Just read your post.....entertainingly written, by the way. One of your respondents described your wife's character in response to that situation as "spirited". I agree. And please understand I am not dumping on her because she indeed sounds "fetching", as you described her.........BUT......."spirited" is not always "wise". Whenever I am personally tempted to get loud and proud in the face of authority, I remind myself of that Biblical injunction to be "quiet as doves, and wise as serpents". Loud and proud often creates more problems than it solves.....even if it is justifiable on some level. My guess is that her spiritedness is part of what you love about your wife. My ex-wife was spirited that way, and it was part of why I loved her; but that spiritedness caused me some headaches along the way that I would have been better off without, even if she thought she was doing it on our (or my) behalf. There was one time where she confronted my boss—at my work, in my presence, and without warning me that she was going to do it—about how poorly she thought I was being paid and how under-appreciated I was for what I did, and that a decent man would not have allowed that injustice to continue. I wanted to hide in the wastebasket. In the basement. Of the building next door. She was right on some level, but she also permanently poisoned my work atmosphere; and it wasn't long before I was transferred into another department............same job, same pay grade, worse boss.Dadtodabone wrote:Such was my experience.
http://texaschlforum.com/viewtopic.php?f=83&t=68698
She got to voice her considerable opinion, but it made things worse, not better.
Every single time I have an interaction with law enforcement (or anyone else for that matter in which the encounter is semi-adversarial), I ask myself, "is this the hill I want to die on today?".........and I have had MUCH worse happen than a simple "are you an American citizen" asked by a federal officer. I once patiently endured a nearly-literal 3rd degree interrogation by INS agents at DFW for about 40 minutes, nearly missing my connecting flight to Burbank, on my way home from France. I was separated from my terrified family and whisked off to an interrogation room........all because I was traveling on a newly issued passport post-9/11, and have the misfortune of having been born in Morocco. The passport was newly issued because my previous passport was issued when I was 18 years old, and my mother had lost it, and I had not required one since then until we started planning that trip. The experience is enough for a separate thread, so I won't bother with the details, but the fact remains that my "papers" were all in order, I had valid ID, I had no contraband, I had violated no laws, and I had been nothing but respectful and cooperative right up until the very end. At the end, I finally tired of the game of being asked the same questions over and over again, rephrased each time, and answering them consistently, and I told the interrogating officer that my patience was running thin, my family was worried about me, we were about to miss our connecting flight, and that he was either going to have to arrest me or let me go.......and did I need to phone a lawyer? He had nothing to arrest me for, and he had to let me go. Sometimes the word "lawyer" has magical powers.
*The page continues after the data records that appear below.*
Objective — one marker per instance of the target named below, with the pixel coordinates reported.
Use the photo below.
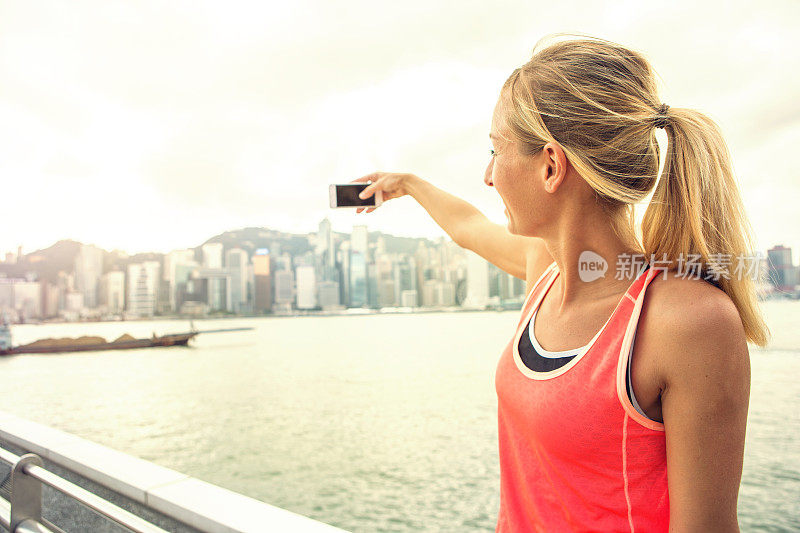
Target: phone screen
(347, 195)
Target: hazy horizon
(153, 126)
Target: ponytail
(599, 101)
(696, 210)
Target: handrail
(26, 467)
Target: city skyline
(148, 127)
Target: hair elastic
(662, 119)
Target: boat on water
(93, 344)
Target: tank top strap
(541, 284)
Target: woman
(598, 432)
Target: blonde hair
(599, 101)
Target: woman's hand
(392, 185)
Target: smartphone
(346, 195)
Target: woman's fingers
(368, 191)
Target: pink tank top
(575, 455)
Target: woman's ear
(554, 161)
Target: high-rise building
(385, 281)
(112, 291)
(212, 255)
(477, 282)
(306, 287)
(28, 299)
(262, 302)
(142, 288)
(328, 295)
(325, 245)
(780, 268)
(88, 269)
(236, 265)
(216, 282)
(359, 240)
(358, 279)
(408, 298)
(284, 287)
(176, 273)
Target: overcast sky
(153, 125)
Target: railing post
(26, 492)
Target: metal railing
(22, 513)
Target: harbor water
(369, 423)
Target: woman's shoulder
(690, 305)
(691, 325)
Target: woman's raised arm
(522, 257)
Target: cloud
(243, 112)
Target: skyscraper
(780, 268)
(212, 255)
(142, 286)
(112, 292)
(176, 273)
(263, 281)
(358, 279)
(306, 287)
(236, 266)
(88, 269)
(477, 281)
(325, 245)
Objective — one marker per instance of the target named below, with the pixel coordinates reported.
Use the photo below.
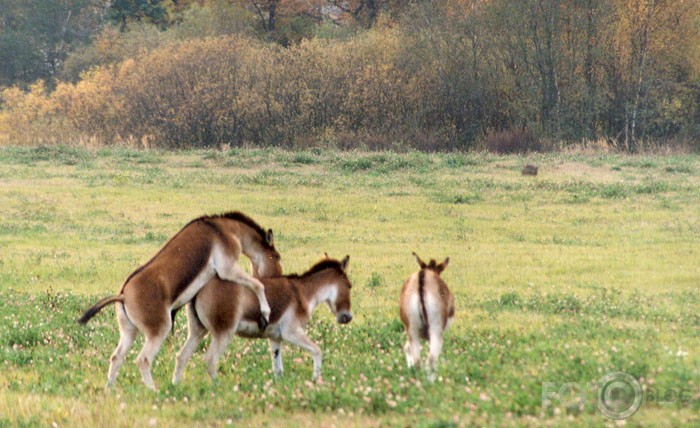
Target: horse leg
(434, 354)
(195, 333)
(412, 348)
(299, 338)
(276, 351)
(154, 340)
(127, 334)
(219, 342)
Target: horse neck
(316, 288)
(249, 238)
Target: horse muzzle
(344, 317)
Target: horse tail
(421, 296)
(98, 307)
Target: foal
(426, 308)
(205, 248)
(225, 308)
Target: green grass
(589, 268)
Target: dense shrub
(515, 140)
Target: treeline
(432, 75)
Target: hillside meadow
(589, 268)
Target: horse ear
(420, 262)
(443, 265)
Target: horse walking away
(426, 309)
(224, 308)
(205, 248)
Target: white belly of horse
(250, 329)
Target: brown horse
(426, 308)
(205, 248)
(225, 308)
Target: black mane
(242, 218)
(318, 267)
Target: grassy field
(591, 267)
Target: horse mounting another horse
(224, 308)
(205, 248)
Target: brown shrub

But I put up with that crap for 45 minutes because they had ALL the power, ALL the authority, and ALL the guns from which government authority flows, to detain me for as long as THEY wanted to. That was NOT the hill I wanted to die on that day, as there were much larger practical considerations, like a terrified family and a plane that wasn't going to wait for me. Were my 4th Amendment rights violated? Yes, to some extent they were. Was I happy about it? No, I was not. Am I still a little PO'd today about having been treated that way 10 years ago? Yes, a little bit. Did it contribute to the contempt I have today for all things federal? Very much so. BUT...... it taught me one thing, and that is that a simple answer of "Yes" to the question "are you an American Citizen" is a LOT easier than getting dragged off to some back room for a session of quality face-to-face time with a federal official whose goal it is to try and trip me up on my answers so that he can find a reason to put me behind bars.......because he doesn't like the cut of my jib.
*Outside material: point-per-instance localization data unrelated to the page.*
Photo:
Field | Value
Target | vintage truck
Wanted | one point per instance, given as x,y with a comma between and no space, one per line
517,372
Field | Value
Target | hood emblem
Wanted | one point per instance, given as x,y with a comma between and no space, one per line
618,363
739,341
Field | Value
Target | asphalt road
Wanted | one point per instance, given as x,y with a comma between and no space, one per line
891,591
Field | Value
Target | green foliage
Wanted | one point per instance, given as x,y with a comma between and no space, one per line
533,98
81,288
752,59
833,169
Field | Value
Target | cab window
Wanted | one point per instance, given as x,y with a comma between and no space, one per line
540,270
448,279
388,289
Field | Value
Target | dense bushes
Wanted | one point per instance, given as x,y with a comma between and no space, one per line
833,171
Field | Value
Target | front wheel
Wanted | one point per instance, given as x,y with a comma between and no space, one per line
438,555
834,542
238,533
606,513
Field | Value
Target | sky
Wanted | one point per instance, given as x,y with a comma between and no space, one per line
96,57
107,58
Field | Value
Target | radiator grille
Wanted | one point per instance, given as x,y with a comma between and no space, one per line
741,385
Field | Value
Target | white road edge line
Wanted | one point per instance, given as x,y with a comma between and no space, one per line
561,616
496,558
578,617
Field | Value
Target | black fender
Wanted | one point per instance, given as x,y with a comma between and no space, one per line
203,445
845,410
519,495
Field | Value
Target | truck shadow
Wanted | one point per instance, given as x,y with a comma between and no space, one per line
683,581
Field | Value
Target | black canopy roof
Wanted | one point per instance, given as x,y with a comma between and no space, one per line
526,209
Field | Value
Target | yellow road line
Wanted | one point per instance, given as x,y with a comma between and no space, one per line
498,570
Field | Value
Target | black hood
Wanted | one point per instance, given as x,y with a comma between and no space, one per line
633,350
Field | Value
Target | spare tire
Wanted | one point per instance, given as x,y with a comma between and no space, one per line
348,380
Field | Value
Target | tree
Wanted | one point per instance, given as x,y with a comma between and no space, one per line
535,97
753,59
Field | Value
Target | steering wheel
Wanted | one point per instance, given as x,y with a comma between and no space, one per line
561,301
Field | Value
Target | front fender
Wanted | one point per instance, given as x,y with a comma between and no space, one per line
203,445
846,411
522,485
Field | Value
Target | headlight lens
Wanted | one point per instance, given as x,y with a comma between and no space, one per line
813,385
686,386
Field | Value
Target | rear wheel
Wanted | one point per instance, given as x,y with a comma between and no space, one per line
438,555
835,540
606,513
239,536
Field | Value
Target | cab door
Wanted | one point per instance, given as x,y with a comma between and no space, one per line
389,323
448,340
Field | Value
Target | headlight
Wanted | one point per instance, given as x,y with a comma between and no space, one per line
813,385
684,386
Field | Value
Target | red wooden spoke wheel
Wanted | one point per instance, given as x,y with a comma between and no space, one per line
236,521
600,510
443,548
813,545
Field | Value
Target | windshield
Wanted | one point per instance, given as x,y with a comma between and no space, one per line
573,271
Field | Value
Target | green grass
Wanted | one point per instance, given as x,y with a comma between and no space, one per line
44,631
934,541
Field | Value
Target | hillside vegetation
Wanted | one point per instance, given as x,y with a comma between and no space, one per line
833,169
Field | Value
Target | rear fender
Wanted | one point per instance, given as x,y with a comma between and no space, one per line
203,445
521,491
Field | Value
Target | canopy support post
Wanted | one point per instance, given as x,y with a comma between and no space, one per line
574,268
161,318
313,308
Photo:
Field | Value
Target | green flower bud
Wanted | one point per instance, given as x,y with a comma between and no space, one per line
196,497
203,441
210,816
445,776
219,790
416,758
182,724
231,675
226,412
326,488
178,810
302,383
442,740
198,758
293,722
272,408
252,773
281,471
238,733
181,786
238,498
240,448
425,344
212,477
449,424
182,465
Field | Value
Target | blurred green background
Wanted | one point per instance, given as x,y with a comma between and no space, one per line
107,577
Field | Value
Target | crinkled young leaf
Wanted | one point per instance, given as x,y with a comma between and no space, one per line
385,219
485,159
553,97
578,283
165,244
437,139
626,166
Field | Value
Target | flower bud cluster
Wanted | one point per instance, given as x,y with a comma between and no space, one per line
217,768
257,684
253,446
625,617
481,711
There's a lot of loose talk from people who have never had to actually confront the consequences about what they might do or say if their papers are demanded of them, or advise others to do or say in any such confrontation with federal law enforcement. But until they have had to answer 45 minutes worth of pointless questions from a hostile armed federal official with bright lights shining in their eyes in a back room deep in the bowels of the INS offices at an international border entry point, separated from their worried family and about to miss a connecting flight, I most heartedly invite them to shut the heck up, because they don't know what they are talking about.
Pride goeth before the fall, but "yes" gets you home on time.